The production process is not in control if the skulls of livestock entering the AMR system contain any brain or trigeminal ganglia tissue, or the vertebral column entering the AMR system has any spinal cord. In addition, the process is not in control if the recovered product contains unacceptable levels of bone solids or bone marrow, or any level of spinal cord or DRG, as provided for in §318.24(c). In addition, the production process is not in control if the product is not properly labeled or spent bone materials are not properly handled.

Section 318.24(c)(1) describes the five criteria that define when recovered AMR product may not be used and labeled as “meat.” They include a measure for excess bone solids (calcium content above the stated level); a measure for excess bone marrow (iron in relation to protein above the stated level); the presence of brain or trigeminal ganglia; the presence of spinal cord; and the presence of DRG.
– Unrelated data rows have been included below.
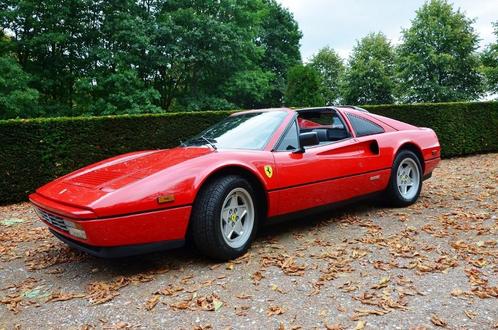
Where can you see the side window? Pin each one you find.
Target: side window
(290, 140)
(363, 126)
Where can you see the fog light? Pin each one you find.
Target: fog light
(75, 229)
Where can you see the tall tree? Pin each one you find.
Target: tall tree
(46, 39)
(330, 66)
(437, 60)
(115, 79)
(303, 87)
(17, 99)
(489, 60)
(279, 38)
(369, 77)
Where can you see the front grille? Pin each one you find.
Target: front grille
(52, 219)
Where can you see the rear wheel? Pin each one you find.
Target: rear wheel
(406, 179)
(224, 218)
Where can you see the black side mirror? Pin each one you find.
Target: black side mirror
(307, 139)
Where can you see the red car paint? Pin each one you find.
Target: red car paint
(115, 201)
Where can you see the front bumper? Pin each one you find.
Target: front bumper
(119, 251)
(122, 235)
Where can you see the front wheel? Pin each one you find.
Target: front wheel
(406, 180)
(224, 218)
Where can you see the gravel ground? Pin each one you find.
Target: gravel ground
(431, 265)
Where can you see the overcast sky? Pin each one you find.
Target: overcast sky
(339, 23)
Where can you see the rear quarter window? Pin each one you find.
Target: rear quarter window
(363, 126)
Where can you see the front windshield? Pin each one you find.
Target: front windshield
(250, 130)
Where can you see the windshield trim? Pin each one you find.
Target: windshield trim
(264, 147)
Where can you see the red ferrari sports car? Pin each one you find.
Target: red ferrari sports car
(218, 187)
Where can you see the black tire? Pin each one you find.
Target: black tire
(393, 196)
(205, 228)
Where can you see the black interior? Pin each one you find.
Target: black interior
(328, 134)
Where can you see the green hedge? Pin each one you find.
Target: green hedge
(462, 128)
(35, 151)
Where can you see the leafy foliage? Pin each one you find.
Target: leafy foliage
(35, 151)
(437, 61)
(16, 97)
(462, 128)
(328, 63)
(95, 57)
(489, 60)
(303, 87)
(369, 78)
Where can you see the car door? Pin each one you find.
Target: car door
(327, 173)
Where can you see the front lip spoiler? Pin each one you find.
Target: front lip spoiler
(119, 251)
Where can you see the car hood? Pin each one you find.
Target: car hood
(92, 185)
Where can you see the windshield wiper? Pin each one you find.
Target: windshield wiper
(211, 144)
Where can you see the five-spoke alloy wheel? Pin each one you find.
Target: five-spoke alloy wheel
(225, 217)
(406, 179)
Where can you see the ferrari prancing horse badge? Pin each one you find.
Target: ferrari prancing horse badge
(268, 171)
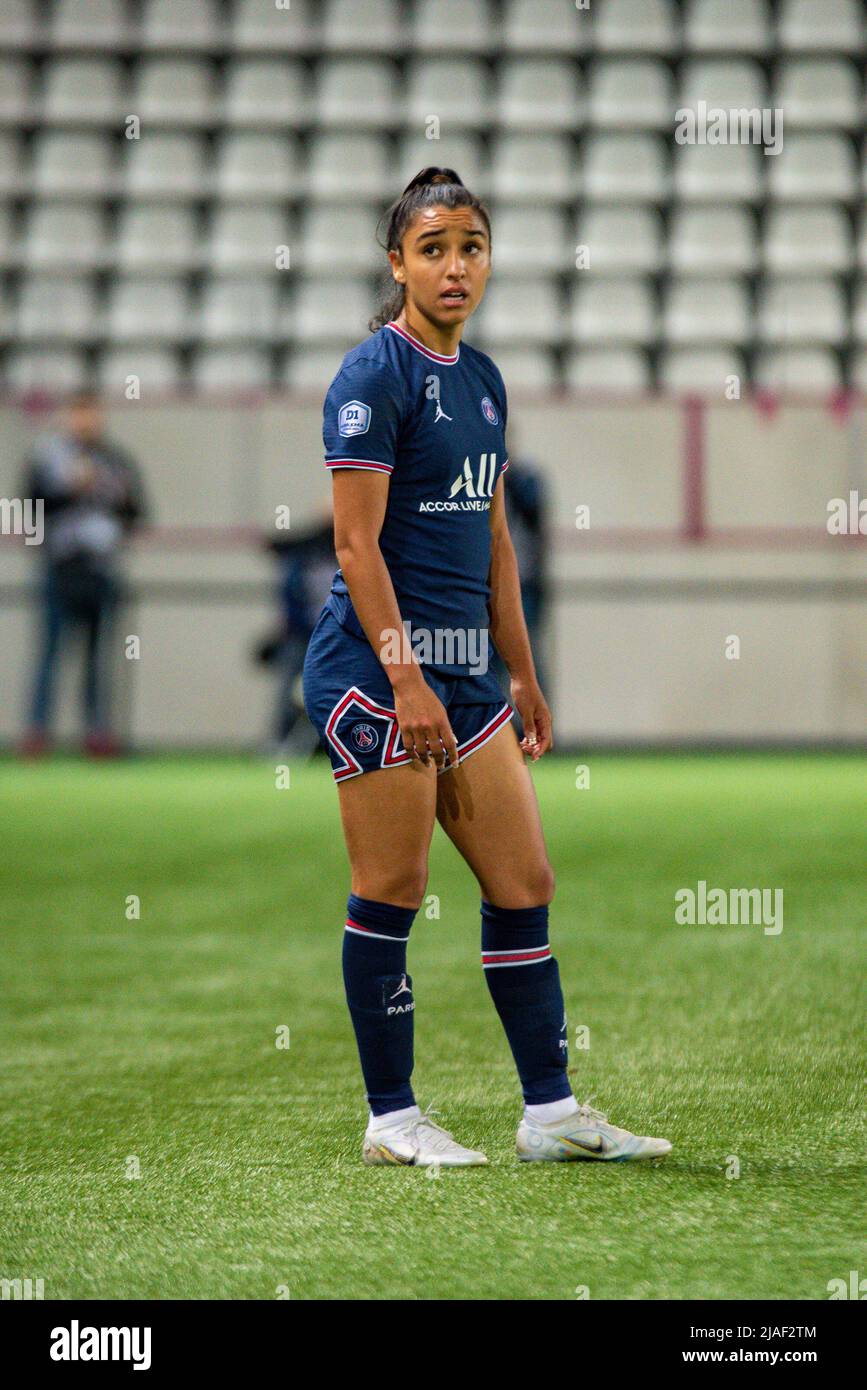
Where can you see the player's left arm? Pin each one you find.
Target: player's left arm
(509, 633)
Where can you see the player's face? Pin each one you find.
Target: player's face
(443, 263)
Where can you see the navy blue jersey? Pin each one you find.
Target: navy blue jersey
(436, 426)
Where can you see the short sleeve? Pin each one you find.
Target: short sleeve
(503, 407)
(361, 419)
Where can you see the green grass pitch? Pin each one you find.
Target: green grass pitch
(149, 1045)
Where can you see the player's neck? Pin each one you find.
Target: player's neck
(443, 341)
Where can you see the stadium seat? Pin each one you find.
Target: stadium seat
(630, 92)
(807, 241)
(15, 91)
(46, 369)
(350, 166)
(518, 313)
(339, 238)
(21, 24)
(79, 164)
(534, 168)
(263, 28)
(157, 236)
(157, 369)
(613, 310)
(56, 307)
(231, 369)
(167, 166)
(862, 241)
(537, 25)
(713, 241)
(635, 25)
(456, 91)
(79, 91)
(149, 310)
(859, 313)
(802, 312)
(820, 92)
(713, 173)
(11, 166)
(539, 95)
(63, 234)
(607, 369)
(705, 370)
(356, 93)
(798, 369)
(181, 24)
(441, 25)
(174, 92)
(363, 25)
(831, 25)
(620, 239)
(328, 310)
(9, 250)
(728, 27)
(263, 92)
(525, 369)
(723, 84)
(813, 168)
(461, 152)
(531, 239)
(88, 24)
(625, 168)
(246, 238)
(259, 167)
(239, 309)
(706, 312)
(310, 370)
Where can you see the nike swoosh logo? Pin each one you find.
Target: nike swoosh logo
(584, 1144)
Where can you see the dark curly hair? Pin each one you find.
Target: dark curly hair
(430, 188)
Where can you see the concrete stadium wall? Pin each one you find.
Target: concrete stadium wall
(703, 523)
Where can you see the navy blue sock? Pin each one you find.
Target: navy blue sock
(524, 984)
(380, 997)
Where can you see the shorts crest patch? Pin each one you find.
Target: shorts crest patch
(353, 419)
(364, 737)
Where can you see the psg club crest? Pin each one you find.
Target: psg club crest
(353, 419)
(364, 737)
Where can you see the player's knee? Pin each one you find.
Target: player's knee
(543, 884)
(403, 887)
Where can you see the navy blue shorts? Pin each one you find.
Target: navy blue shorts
(350, 702)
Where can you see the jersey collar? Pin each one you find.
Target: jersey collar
(432, 356)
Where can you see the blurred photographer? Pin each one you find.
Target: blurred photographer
(93, 498)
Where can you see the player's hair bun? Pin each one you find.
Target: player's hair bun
(432, 174)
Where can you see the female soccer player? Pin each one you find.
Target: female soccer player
(396, 683)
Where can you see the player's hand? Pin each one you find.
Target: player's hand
(535, 716)
(424, 726)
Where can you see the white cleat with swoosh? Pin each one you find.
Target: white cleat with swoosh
(420, 1143)
(585, 1134)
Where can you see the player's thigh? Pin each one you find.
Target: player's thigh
(388, 822)
(489, 811)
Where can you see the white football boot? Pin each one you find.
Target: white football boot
(584, 1134)
(417, 1141)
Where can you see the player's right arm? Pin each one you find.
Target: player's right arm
(360, 434)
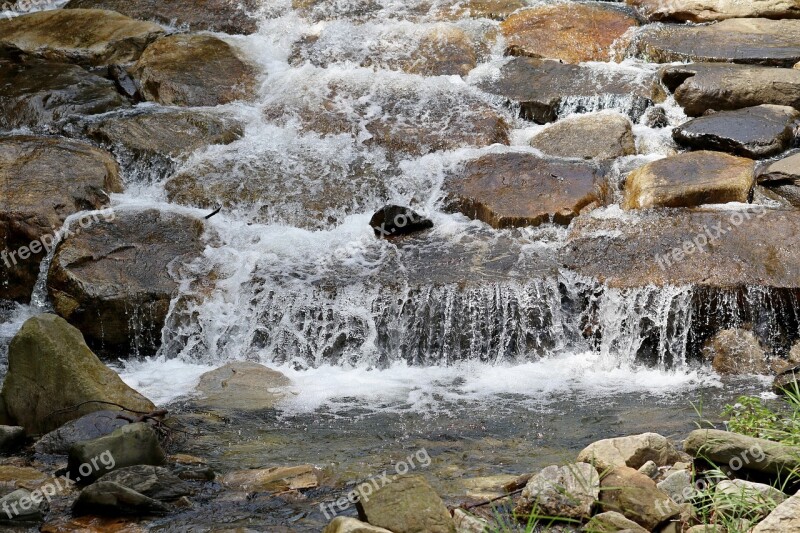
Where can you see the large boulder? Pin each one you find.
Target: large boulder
(753, 132)
(690, 179)
(225, 16)
(53, 378)
(543, 88)
(519, 189)
(194, 70)
(39, 94)
(85, 36)
(44, 180)
(113, 280)
(757, 41)
(573, 32)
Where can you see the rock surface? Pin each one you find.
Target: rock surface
(753, 132)
(50, 369)
(690, 179)
(573, 32)
(518, 189)
(194, 70)
(113, 279)
(84, 36)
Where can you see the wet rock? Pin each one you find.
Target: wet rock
(748, 453)
(87, 427)
(737, 351)
(113, 279)
(596, 136)
(519, 189)
(569, 492)
(104, 37)
(699, 87)
(394, 220)
(406, 505)
(757, 41)
(39, 95)
(51, 369)
(573, 32)
(194, 70)
(633, 451)
(108, 498)
(224, 16)
(753, 132)
(542, 88)
(635, 496)
(690, 179)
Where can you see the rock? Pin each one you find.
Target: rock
(50, 368)
(737, 351)
(224, 16)
(573, 32)
(278, 479)
(131, 445)
(518, 189)
(108, 498)
(690, 179)
(612, 522)
(633, 451)
(753, 132)
(406, 505)
(542, 88)
(39, 95)
(702, 86)
(113, 279)
(596, 136)
(785, 517)
(568, 492)
(242, 385)
(344, 524)
(741, 452)
(712, 10)
(194, 70)
(153, 481)
(750, 41)
(634, 495)
(87, 427)
(394, 220)
(105, 37)
(42, 181)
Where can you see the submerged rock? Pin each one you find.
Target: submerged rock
(53, 378)
(518, 189)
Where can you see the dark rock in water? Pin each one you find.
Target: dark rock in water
(108, 498)
(394, 220)
(753, 132)
(224, 16)
(112, 280)
(699, 87)
(541, 88)
(517, 189)
(39, 95)
(750, 41)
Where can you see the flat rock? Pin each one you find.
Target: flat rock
(597, 136)
(690, 179)
(115, 270)
(573, 32)
(757, 41)
(753, 132)
(225, 16)
(519, 189)
(85, 36)
(699, 87)
(194, 70)
(542, 88)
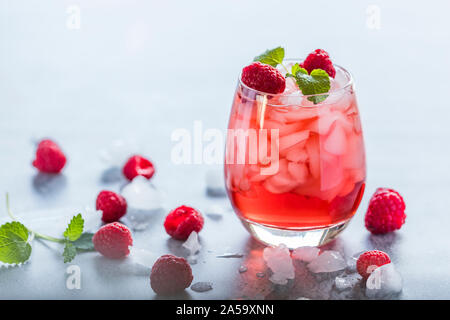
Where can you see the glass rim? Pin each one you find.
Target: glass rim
(344, 87)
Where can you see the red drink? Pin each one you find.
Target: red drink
(308, 184)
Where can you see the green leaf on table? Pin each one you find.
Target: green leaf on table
(271, 57)
(69, 252)
(14, 246)
(84, 242)
(75, 228)
(318, 81)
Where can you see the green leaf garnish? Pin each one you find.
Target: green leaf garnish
(69, 252)
(14, 246)
(318, 81)
(272, 57)
(84, 242)
(75, 228)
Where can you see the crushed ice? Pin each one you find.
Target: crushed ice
(230, 255)
(144, 202)
(215, 212)
(383, 282)
(192, 244)
(306, 254)
(278, 259)
(201, 286)
(328, 261)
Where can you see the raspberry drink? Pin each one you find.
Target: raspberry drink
(302, 174)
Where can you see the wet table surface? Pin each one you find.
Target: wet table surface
(131, 73)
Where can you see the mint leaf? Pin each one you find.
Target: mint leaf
(14, 246)
(271, 57)
(315, 83)
(84, 242)
(75, 228)
(69, 252)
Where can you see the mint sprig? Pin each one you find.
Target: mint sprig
(14, 246)
(271, 57)
(15, 239)
(315, 83)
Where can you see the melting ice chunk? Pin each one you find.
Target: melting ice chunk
(215, 212)
(347, 282)
(328, 261)
(192, 244)
(140, 194)
(215, 183)
(201, 286)
(144, 203)
(384, 282)
(278, 259)
(306, 254)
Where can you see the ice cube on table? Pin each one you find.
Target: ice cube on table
(384, 282)
(192, 244)
(328, 261)
(140, 194)
(201, 286)
(215, 183)
(306, 254)
(144, 203)
(279, 260)
(142, 258)
(347, 281)
(351, 261)
(215, 212)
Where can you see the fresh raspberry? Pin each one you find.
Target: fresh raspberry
(138, 166)
(49, 157)
(181, 221)
(112, 240)
(264, 78)
(386, 211)
(113, 206)
(370, 260)
(170, 275)
(319, 59)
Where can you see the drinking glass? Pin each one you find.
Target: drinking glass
(295, 165)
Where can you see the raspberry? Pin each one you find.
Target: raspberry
(181, 221)
(113, 206)
(264, 78)
(170, 275)
(386, 211)
(138, 166)
(112, 240)
(370, 260)
(319, 59)
(49, 157)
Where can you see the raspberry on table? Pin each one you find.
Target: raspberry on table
(138, 166)
(319, 59)
(49, 157)
(370, 260)
(181, 221)
(113, 240)
(112, 205)
(170, 274)
(386, 211)
(263, 77)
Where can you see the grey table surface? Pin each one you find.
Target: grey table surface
(138, 70)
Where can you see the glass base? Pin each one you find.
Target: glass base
(294, 238)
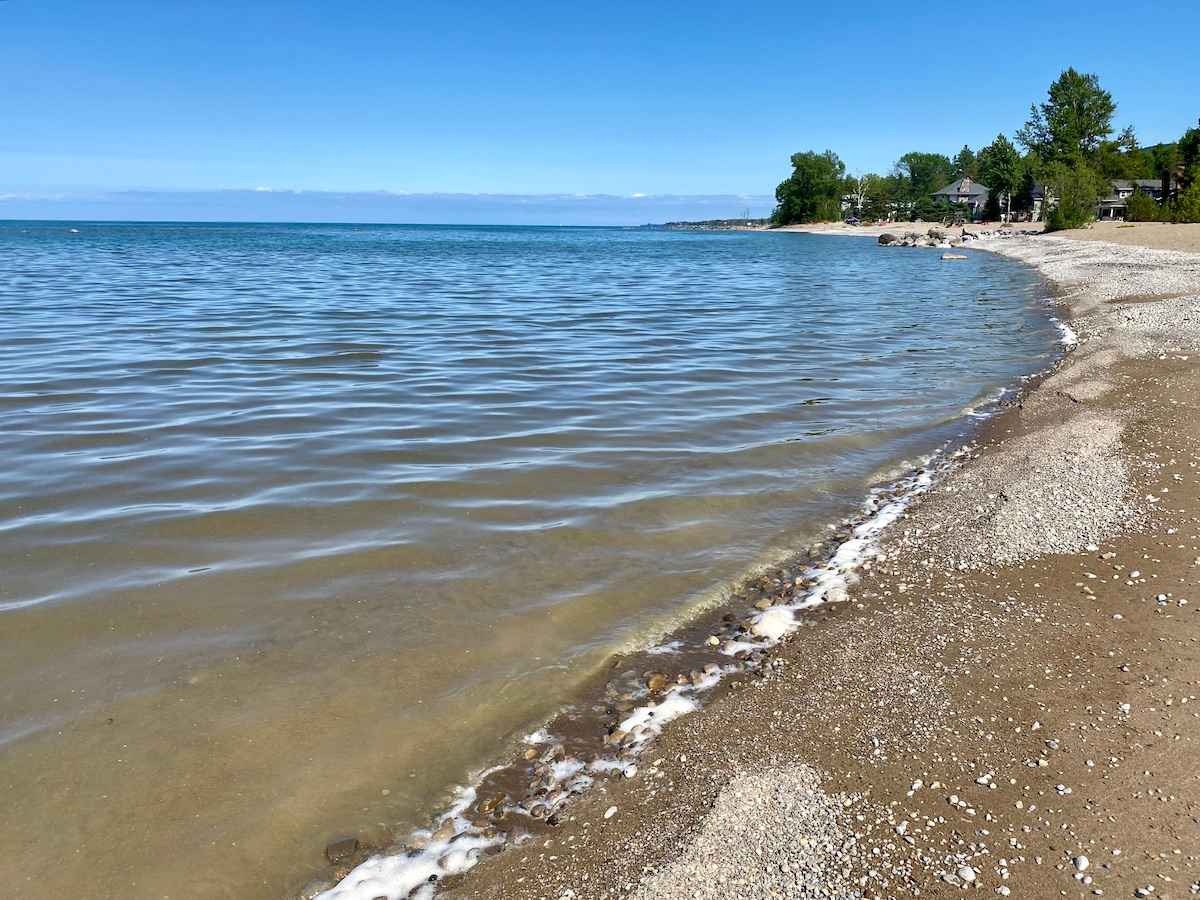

In §318.24(c)(2), if the recovered product derived from any livestock fails under any of these criteria, it cannot be labeled as “meat.” In addition, product derived from beef skulls or vertebral column bones from cattle younger than 30 months containing CNS-type tissues cannot be used as an ingredient of a meat food product. For example, this product, if it contained spinal cord, cannot be labeled as “Beef with Spinal Cord” or “Beef with Spinal Cord Meat Food Product” because detached spinal cord is prohibited from use in the preparation of edible product other than for edible rendering (9 CFR 318.6(b)(4)). It also cannot be labeled as MS(Beef) because FSIS has determined MS(Beef) to be inedible and prohibited its use as human food (see Docket #03-025IF in this issue of the Federal Register. Such product can be rendered to produce products identified as beef stock, beef extract, and beef flavoring without any identification of the source materials other than “beef” because the source materials are edible, not inedible. FSIS has determined that it is appropriate to now prohibit product that contains CNS-type tissues derived from cattle younger than 30 months of age for use in a meat food product, except for the sale of brain or the use of brain in which its presence is required to be reflected prominently and conspicuously in labeling. FSIS has established precedent for not allowing detached spinal cord for use in meat food products, but does allow its use for edible rendering. FSIS requests comment on whether product derived from the bones of cattle younger than 30 months (as well as product from livestock other than cattle) that may contain CNS-type tissues should continue to be allowed in edible rendering, or whether such product should be inedible and not allowed in edible rendering or allowed in descriptively labeled meat food product. FSIS requests comment on whether edible rendered products derived from bones of livestock in which the bones may contain CNS-type tissues should be required to bear a common or usual name that reflects the potential presence of CNS-tissue (e.g., “beef stock derived from materials that may contain spinal cord”). FSIS will be working with FDA on this issue.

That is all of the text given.